Diarmuid clavó los ojos en el ciego chamán durante un buen rato. Luego dijo:

-De acuerdo. Le mandaré recado a mi hermano. ¿Hay algo más?

-Sólo una cosa -dijo Levon-. Dave, tú tienes el cuerno.

El cuerno de Pendaran, que encerraba la nota que era el genuino sonido de la Luz.

-Así es -contestó Dave. Y, en efecto, el cuerno pendía de su costado.

-Bien -dijo Levon-. Así pues, si la vidente está en Paras Derval, yo quiero formar parte de la expedición de regreso. Hay algo que me gustaría intentar antes de ir a Gwen Ystrat.

Ivor se estremeció al oírlo y se volvió hacia su hijo mayor.

-Es una temeridad -dijo muy despacio-. Lo sabes perfectamente.

-No lo sé -replicó Levon-. Sólo sé que nos dieron el Cuerno de Owein. ¿Por qué no usarlo entonces?

Sus palabras eran lo bastante razonables como para acallar a su padre. Aunque, en verdad, no eran del todo ciertas.

-¿De qué estáis hablando? -preguntó el príncipe.

-De Owein -contestó Levon, y su rostro estaba resplandeciente-. Quiero despertar a los Durmientes y liberar a la Caza Salvaje.

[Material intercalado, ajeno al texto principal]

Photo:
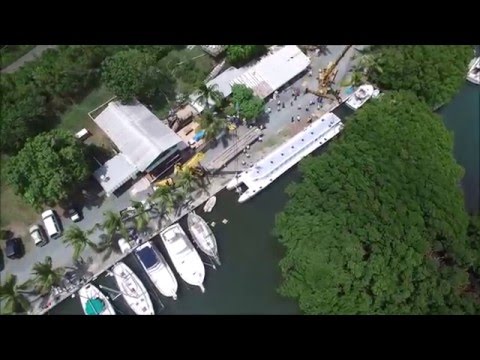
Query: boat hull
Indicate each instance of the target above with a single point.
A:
(203, 236)
(133, 290)
(89, 292)
(184, 257)
(157, 269)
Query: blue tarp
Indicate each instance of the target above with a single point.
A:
(199, 135)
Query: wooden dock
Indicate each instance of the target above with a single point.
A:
(231, 152)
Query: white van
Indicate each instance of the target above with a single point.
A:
(52, 225)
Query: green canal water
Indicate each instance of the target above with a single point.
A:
(248, 279)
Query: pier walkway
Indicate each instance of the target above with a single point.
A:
(231, 152)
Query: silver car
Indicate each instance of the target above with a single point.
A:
(38, 236)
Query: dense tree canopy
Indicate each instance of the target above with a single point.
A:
(250, 106)
(433, 72)
(48, 168)
(133, 73)
(377, 224)
(239, 55)
(35, 95)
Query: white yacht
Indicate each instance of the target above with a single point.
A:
(132, 289)
(94, 302)
(157, 270)
(184, 257)
(203, 236)
(474, 71)
(210, 204)
(360, 97)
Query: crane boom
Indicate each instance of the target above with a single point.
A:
(326, 77)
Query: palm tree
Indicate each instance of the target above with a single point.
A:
(12, 296)
(165, 196)
(212, 125)
(186, 180)
(76, 237)
(356, 79)
(46, 277)
(367, 62)
(141, 217)
(209, 93)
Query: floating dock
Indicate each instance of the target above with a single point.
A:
(267, 170)
(231, 152)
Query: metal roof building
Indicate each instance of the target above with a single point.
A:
(142, 138)
(274, 70)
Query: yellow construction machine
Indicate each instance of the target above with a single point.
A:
(326, 78)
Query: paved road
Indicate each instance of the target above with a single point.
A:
(31, 55)
(276, 122)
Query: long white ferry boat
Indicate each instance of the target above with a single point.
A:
(267, 170)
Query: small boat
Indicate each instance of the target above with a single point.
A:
(157, 270)
(132, 289)
(184, 257)
(474, 71)
(203, 236)
(94, 302)
(210, 204)
(360, 97)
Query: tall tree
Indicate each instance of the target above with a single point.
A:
(250, 106)
(133, 73)
(433, 72)
(377, 225)
(46, 277)
(48, 168)
(213, 125)
(239, 55)
(164, 196)
(12, 296)
(208, 93)
(78, 239)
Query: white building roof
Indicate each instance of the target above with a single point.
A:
(264, 77)
(224, 80)
(137, 132)
(274, 70)
(114, 173)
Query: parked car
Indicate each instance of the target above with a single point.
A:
(14, 248)
(73, 214)
(38, 235)
(52, 224)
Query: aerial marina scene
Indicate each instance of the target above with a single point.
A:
(265, 186)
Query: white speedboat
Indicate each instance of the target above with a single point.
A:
(94, 302)
(132, 289)
(210, 204)
(203, 236)
(360, 97)
(157, 269)
(474, 71)
(184, 257)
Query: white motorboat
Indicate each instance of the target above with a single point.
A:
(203, 236)
(184, 257)
(474, 71)
(132, 289)
(94, 302)
(210, 204)
(360, 97)
(157, 269)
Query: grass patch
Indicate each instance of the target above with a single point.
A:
(77, 117)
(189, 67)
(11, 53)
(15, 213)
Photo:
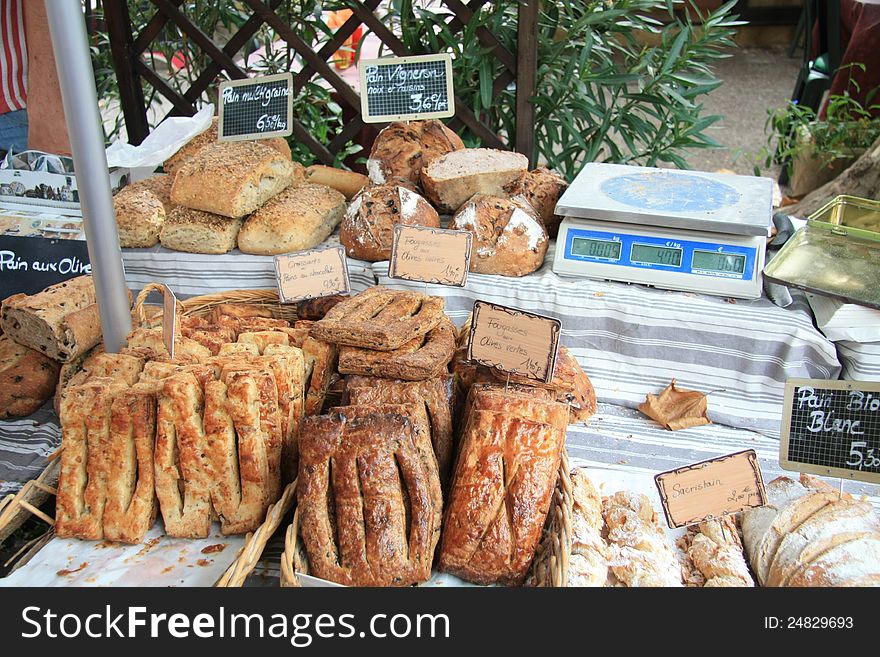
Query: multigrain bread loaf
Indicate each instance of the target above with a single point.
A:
(140, 216)
(509, 238)
(233, 178)
(297, 219)
(61, 322)
(451, 179)
(27, 379)
(403, 149)
(348, 183)
(368, 228)
(195, 231)
(210, 136)
(542, 189)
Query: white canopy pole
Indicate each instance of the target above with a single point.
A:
(70, 42)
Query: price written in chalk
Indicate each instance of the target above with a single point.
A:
(311, 274)
(832, 428)
(514, 341)
(711, 489)
(430, 255)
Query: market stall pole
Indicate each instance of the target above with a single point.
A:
(67, 26)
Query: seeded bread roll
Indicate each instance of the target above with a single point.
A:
(140, 216)
(509, 239)
(209, 136)
(404, 149)
(542, 189)
(452, 179)
(233, 178)
(299, 218)
(194, 231)
(368, 227)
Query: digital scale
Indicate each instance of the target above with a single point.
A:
(677, 230)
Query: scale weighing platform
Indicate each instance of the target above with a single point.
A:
(676, 230)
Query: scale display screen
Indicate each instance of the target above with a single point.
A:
(596, 248)
(650, 254)
(725, 263)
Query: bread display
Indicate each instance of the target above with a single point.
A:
(403, 149)
(452, 179)
(368, 228)
(233, 178)
(542, 189)
(366, 513)
(140, 216)
(380, 319)
(27, 379)
(348, 183)
(811, 535)
(60, 322)
(504, 477)
(194, 231)
(509, 238)
(298, 218)
(211, 136)
(426, 357)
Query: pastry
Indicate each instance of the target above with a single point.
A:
(426, 357)
(509, 238)
(297, 219)
(380, 319)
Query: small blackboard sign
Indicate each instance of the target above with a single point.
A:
(406, 88)
(832, 428)
(31, 264)
(256, 108)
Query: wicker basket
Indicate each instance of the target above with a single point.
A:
(549, 568)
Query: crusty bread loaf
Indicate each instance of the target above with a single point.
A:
(194, 231)
(451, 179)
(509, 238)
(403, 149)
(348, 183)
(27, 379)
(210, 136)
(297, 219)
(542, 189)
(61, 322)
(233, 178)
(140, 216)
(368, 228)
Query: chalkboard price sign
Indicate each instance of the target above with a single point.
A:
(832, 428)
(406, 88)
(256, 108)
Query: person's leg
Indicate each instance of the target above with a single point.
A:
(13, 131)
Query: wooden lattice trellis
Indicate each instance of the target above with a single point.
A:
(127, 50)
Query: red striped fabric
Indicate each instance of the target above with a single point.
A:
(13, 57)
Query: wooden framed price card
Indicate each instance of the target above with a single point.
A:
(312, 274)
(831, 428)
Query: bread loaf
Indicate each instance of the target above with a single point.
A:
(542, 189)
(297, 219)
(402, 149)
(233, 178)
(140, 216)
(451, 179)
(27, 379)
(509, 239)
(60, 322)
(194, 231)
(368, 228)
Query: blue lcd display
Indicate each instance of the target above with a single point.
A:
(661, 253)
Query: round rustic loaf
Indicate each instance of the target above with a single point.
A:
(542, 189)
(509, 238)
(27, 379)
(368, 228)
(404, 149)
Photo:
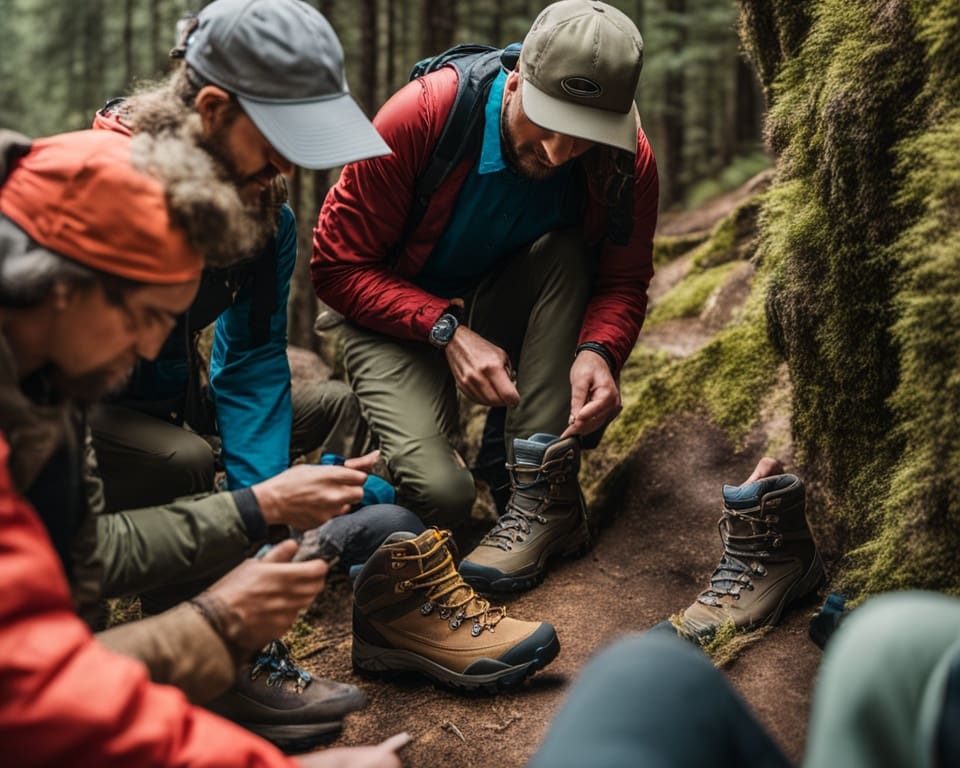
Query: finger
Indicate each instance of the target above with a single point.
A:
(505, 390)
(363, 463)
(343, 475)
(479, 391)
(579, 390)
(281, 553)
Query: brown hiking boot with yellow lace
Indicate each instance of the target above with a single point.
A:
(545, 516)
(769, 559)
(412, 611)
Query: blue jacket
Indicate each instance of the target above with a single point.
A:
(250, 382)
(249, 376)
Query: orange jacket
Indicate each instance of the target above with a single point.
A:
(67, 701)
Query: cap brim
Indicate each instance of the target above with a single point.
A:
(317, 134)
(616, 129)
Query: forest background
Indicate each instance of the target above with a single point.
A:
(699, 99)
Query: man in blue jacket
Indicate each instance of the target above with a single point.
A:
(261, 88)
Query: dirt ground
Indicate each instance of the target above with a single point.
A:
(649, 562)
(652, 558)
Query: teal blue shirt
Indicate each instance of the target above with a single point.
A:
(497, 212)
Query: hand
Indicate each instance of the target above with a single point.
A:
(766, 467)
(594, 395)
(308, 495)
(260, 599)
(481, 369)
(383, 755)
(364, 463)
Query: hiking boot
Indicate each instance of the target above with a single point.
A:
(286, 705)
(769, 558)
(545, 516)
(412, 611)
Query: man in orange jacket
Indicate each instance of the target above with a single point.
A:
(98, 252)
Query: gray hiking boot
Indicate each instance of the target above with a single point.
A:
(769, 558)
(413, 612)
(286, 705)
(545, 516)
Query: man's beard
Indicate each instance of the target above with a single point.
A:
(262, 210)
(522, 158)
(88, 388)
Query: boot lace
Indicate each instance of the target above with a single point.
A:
(448, 593)
(516, 522)
(742, 554)
(274, 660)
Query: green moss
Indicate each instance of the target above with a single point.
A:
(688, 297)
(861, 234)
(734, 237)
(727, 381)
(739, 171)
(666, 248)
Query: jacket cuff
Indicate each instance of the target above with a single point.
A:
(249, 509)
(598, 348)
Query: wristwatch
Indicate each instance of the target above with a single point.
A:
(443, 330)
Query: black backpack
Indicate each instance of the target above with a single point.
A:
(478, 66)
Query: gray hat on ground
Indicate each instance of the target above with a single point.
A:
(580, 65)
(284, 63)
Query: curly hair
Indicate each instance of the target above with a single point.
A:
(201, 195)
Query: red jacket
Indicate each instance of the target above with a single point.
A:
(67, 701)
(363, 216)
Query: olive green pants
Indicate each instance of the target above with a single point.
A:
(146, 461)
(532, 308)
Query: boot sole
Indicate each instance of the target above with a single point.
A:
(294, 739)
(487, 579)
(387, 662)
(806, 584)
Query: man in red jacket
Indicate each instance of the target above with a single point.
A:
(514, 271)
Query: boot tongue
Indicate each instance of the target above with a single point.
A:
(742, 496)
(528, 455)
(530, 452)
(747, 496)
(427, 541)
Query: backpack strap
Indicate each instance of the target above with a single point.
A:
(477, 67)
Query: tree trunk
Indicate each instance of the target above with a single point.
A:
(438, 24)
(128, 42)
(368, 55)
(390, 73)
(156, 33)
(672, 123)
(749, 105)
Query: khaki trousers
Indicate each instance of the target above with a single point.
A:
(533, 308)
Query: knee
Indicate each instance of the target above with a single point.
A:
(445, 499)
(433, 481)
(564, 249)
(191, 456)
(441, 498)
(890, 628)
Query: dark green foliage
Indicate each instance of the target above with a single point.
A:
(861, 231)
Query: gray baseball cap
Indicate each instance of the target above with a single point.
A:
(580, 65)
(284, 63)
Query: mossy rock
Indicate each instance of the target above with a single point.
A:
(860, 237)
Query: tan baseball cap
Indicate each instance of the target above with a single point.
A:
(580, 65)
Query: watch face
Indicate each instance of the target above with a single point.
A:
(443, 329)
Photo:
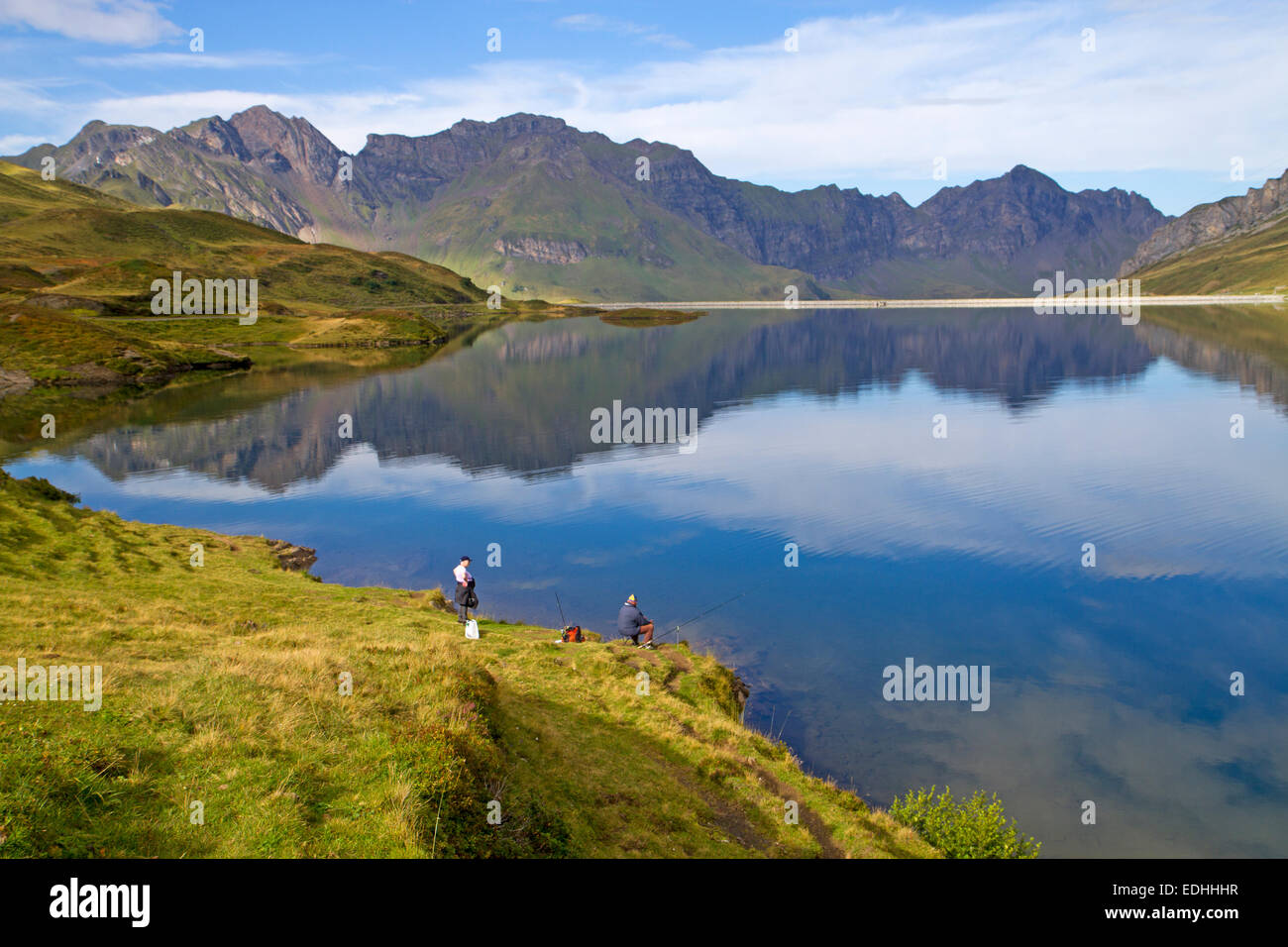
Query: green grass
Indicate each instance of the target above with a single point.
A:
(222, 686)
(1245, 263)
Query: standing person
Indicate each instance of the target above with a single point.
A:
(465, 596)
(632, 624)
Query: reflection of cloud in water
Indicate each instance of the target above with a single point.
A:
(1160, 789)
(1155, 483)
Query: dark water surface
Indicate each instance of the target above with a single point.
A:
(1108, 684)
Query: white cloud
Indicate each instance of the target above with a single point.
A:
(875, 99)
(129, 22)
(596, 22)
(267, 58)
(14, 145)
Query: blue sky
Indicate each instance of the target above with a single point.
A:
(1164, 98)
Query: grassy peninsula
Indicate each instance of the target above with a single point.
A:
(222, 685)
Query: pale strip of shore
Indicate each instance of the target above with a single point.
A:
(1074, 304)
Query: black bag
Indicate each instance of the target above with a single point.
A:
(465, 595)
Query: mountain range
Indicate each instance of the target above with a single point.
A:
(541, 209)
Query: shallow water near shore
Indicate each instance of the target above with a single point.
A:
(815, 428)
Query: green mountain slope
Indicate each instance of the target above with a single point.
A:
(548, 210)
(1245, 263)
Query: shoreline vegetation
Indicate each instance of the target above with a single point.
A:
(304, 719)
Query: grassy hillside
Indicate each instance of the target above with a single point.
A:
(76, 269)
(1245, 263)
(220, 685)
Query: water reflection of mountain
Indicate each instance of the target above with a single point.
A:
(519, 398)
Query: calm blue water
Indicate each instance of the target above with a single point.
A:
(1108, 684)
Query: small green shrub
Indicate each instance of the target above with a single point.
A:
(974, 827)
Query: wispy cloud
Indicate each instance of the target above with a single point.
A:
(250, 59)
(868, 99)
(128, 22)
(595, 22)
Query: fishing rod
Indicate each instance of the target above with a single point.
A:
(702, 615)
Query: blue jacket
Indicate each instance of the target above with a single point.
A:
(629, 620)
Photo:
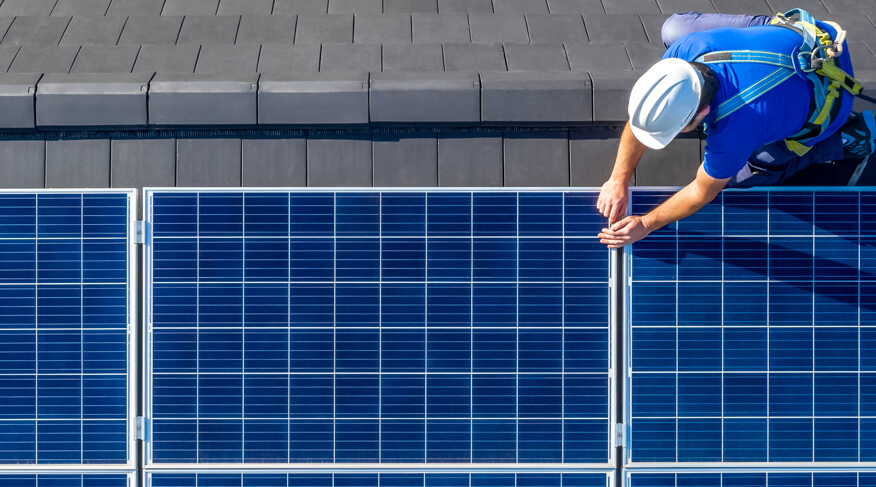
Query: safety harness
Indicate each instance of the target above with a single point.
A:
(813, 60)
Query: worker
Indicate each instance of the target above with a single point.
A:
(713, 73)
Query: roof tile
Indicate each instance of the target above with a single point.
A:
(151, 30)
(429, 28)
(413, 57)
(316, 29)
(465, 6)
(350, 57)
(556, 28)
(209, 29)
(289, 7)
(91, 8)
(36, 31)
(190, 7)
(105, 59)
(382, 28)
(536, 57)
(474, 57)
(615, 28)
(84, 31)
(300, 58)
(496, 28)
(167, 59)
(267, 29)
(222, 59)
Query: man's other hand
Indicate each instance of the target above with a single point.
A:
(630, 229)
(612, 202)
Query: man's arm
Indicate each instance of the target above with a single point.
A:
(612, 202)
(682, 204)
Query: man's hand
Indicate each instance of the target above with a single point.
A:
(630, 229)
(612, 202)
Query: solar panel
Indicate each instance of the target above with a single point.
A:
(545, 479)
(751, 329)
(66, 288)
(378, 327)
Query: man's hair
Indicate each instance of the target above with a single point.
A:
(710, 84)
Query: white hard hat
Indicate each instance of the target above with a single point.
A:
(664, 101)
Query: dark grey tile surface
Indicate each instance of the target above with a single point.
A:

Sus palabras sorprendieron a todos, pero sólo por un momento.

-¡Valiente diversión! -dijo Diarmuid, pero Dave vio un destello en sus ojos que era una auténtica réplica al que había en los de Levon.

Sólo Gereint fue capaz de reír, con un sonido profundo e inquietante.

-¡Valiente diversión! -repetía el chamán riéndose para sus adentros mientras no dejaba de balancearse hacia atrás y hacia adelante.

Y en ese preciso momento se dieron cuenta de que Tabor se había desmayado.

Por la mañana se había recuperado y había salido, pálido y alegre, a despedirlos. Dave hubiera preferido quedarse entre los dalreis, pero lo necesitaban por el asunto del cuerno, según parecía; además Levon y Torc tomaban parte de la expedición. Pronto estarían todos en Gwen Ystrat. Morvran era el lugar que Gereint había elegido.

Todavía seguía pensando en la risa de Gereint mientras se dirigían hacia el sur para alcanzar la carretera de Paras Derval en el punto en que bordeaba por el oeste el lago Leinan. Levon le había dicho que en circunstancias atmosféricas normales, habrían atajado por los pastizales del norte de Brennin, pero era imposible hacerlo con el hielo y la nieve de aquella anormal estación.

Kevin cabalgaba inusualmente ensimismado, con dos de los hombres de Diarmuid, uno de los cuales era aquel sobre quien había saltado la noche anterior de un modo tan estúpido. Dave ya no quería saber nada de él. Si la gente quería llamar a eso celos, que lo llamaran. Él no iba a perder tiempo en explicaciones. No estaba dispuesto a confesar a nadie que él mismo había tenido que renunciar a la muchacha en el bosque, ante la verde Ceinwen. No estaba dispuesto a contar lo que la diosa le había contestado.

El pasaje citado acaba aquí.